Although Gardner was a popular member of the state Legislature, he’s spent the last three years accumulating a voting record in the U.S. House at a time that Congress has earned historically low approval ratings. A survey during last year’s government shutdown found just 8 percent of Americans approved of Congress, making the institution less popular than the Internal Revenue Service, jury duty, hemorrhoids and dog poop.
But Gardner points to the Democratic-controlled Senate as the problem. He’ll be pushing what he calls a “four corners” message, stressing the need for action on the economy, education, energy development and the environment.
“I am committed to being in every nook and cranny of Colorado over the next nine months,” he said.

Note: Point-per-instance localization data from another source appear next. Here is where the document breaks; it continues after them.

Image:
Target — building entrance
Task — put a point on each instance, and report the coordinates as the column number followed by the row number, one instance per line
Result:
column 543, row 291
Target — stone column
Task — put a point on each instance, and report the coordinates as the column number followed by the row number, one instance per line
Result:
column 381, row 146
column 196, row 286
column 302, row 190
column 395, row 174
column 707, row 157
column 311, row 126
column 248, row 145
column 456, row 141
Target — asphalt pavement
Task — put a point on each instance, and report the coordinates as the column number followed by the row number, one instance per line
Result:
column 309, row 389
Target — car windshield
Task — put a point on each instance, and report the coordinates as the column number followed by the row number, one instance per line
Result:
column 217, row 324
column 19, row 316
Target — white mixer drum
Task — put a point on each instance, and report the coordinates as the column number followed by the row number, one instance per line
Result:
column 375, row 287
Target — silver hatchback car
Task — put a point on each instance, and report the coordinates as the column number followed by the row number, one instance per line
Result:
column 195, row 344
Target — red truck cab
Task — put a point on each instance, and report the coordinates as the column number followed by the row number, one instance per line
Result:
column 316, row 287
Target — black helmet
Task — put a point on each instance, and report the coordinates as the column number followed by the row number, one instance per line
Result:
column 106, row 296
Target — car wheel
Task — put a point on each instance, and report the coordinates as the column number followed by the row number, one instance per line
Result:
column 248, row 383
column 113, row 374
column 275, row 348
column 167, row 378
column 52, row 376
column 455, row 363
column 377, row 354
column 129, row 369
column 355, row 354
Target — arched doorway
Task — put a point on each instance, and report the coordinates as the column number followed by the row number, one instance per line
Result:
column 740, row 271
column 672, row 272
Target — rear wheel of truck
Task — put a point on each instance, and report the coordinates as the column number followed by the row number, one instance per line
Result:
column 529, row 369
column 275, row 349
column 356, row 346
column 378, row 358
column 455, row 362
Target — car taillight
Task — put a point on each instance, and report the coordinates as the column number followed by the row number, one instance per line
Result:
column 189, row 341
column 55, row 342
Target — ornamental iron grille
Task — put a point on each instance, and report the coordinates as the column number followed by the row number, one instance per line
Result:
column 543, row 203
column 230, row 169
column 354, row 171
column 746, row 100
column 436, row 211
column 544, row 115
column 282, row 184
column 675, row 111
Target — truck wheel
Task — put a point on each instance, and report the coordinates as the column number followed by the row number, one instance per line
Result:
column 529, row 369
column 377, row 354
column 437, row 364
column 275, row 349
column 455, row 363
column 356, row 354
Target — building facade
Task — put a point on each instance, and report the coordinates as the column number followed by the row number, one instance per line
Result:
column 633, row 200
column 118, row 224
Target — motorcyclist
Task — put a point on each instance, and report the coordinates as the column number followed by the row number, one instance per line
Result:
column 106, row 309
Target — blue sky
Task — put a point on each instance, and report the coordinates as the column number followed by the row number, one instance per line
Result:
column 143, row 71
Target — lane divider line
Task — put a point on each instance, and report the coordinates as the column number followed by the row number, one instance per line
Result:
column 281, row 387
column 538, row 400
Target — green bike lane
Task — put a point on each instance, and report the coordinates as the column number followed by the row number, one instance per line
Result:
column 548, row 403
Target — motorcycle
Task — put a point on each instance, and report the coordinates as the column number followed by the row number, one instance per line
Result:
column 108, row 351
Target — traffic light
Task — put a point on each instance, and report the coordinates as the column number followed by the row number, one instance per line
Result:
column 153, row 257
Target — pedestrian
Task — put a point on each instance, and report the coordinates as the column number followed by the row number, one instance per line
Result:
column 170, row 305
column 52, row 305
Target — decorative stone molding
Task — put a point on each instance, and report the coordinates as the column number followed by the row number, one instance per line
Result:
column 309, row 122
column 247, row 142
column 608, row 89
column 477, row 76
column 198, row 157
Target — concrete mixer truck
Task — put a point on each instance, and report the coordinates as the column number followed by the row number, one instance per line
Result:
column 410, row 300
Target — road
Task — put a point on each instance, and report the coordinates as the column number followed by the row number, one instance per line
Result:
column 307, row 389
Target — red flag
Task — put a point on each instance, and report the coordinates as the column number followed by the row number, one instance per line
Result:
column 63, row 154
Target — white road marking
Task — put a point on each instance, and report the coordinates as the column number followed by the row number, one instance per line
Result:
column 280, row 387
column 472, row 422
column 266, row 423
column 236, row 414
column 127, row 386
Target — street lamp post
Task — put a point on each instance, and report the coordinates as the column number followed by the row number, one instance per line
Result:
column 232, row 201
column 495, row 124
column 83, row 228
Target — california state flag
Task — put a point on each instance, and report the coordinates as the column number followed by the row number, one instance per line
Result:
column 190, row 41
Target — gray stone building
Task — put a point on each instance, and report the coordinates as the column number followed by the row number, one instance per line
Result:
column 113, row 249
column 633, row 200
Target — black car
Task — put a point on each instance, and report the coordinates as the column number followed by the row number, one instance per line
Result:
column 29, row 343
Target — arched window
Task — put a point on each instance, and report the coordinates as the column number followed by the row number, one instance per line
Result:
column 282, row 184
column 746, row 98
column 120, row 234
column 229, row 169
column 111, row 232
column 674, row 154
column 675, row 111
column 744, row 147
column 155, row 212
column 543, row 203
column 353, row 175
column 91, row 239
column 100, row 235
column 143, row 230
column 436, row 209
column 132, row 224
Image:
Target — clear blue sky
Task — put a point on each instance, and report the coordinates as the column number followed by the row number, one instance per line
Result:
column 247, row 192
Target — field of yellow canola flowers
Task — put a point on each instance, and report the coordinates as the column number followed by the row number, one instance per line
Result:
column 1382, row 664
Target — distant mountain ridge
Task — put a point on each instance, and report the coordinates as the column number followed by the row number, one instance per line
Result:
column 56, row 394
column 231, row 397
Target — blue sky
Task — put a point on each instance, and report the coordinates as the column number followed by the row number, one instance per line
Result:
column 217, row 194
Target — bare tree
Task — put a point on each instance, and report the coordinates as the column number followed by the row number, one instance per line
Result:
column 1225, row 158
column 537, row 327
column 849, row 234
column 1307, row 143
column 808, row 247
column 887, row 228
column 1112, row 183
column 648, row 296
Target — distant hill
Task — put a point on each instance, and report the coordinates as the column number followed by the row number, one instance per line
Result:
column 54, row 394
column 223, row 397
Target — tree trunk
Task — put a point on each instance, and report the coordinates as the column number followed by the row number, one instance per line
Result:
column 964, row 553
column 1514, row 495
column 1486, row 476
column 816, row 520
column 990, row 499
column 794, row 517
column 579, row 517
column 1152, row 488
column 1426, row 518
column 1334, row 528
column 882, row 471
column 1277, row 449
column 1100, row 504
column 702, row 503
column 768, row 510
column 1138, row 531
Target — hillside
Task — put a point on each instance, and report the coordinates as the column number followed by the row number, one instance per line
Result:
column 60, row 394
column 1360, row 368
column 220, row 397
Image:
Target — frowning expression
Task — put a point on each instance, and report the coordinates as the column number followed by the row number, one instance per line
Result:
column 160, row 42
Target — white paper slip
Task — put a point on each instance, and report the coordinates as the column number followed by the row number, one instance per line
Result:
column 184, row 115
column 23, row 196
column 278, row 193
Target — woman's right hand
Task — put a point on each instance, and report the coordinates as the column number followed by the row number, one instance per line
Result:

Gardner voted with the Republican majority on the most controversial issues of the last few years. He’s voted dozens of times to repeal the Affordable Care Act, and he supported Republican strategy to shut down the government last October unless “Obamacare” was delayed or repealed.
He also voted for the budget written by Rep. Paul Ryan, R-Wis., which would have ended Medicare for anyone under age 55 and replaced it with a voucher to buy private insurance.
The Udall campaign had been geared up to fight Ken Buck, who gained national notoriety in 2010 as one of a handful of Tea Party candidates who lost Senate races Republicans could have won.
When Buck was the frontrunner, the Udall camp was quiet. That all changed when Gardner hopped into the race.
In the last week, Udall and his allies have sent out several press releases that try to define Gardner as a hard-right politician.
“We’ve swapped one reckless Tea Partier for another,” Udall campaign manager Adam Dunstone said. “But unlike Ken Buck, Congressman Gardner will be held to account for the out-of-touch votes he cast in Congress. His voting record placed him in the top ten most conservative members of the House, while radicals like Rep. Tom Tancredo never cracked the top 50.”
Udall’s team pointed to the 2012 National Journal rankings, which pegged Gardner as the 10th most conservative House member.
In 2013, Gardner was the 98th most conservative – about the middle of the pack for Republicans – in the National Journal rankings, which tally all the votes Congress takes.
Pete Maysmith, executive director of Conservation Colorado, sent out a press release to remind people of Gardner’s support for the gas and oil industry.
“Today, big oil and big polluters are opening their check books and looking to cash in their long time support of Representative Cory Gardner,” Maysmith said.
And Udall’s campaign turned to state Rep. Dan Pabon, D-Denver, to bring up Gardner’s opposition to allowing children whose parents brought them across the border illegally to remain in the country and go to college.
“Congressman Cory Gardner’s positions align him with extreme anti-immigrant voices like Tom Tancredo,” Pabon said.
Gardner says the criticism is a signal that he’s a threat to Udall.
“They know they’ve got a long, uphill fight for the next nine months,” Gardner said.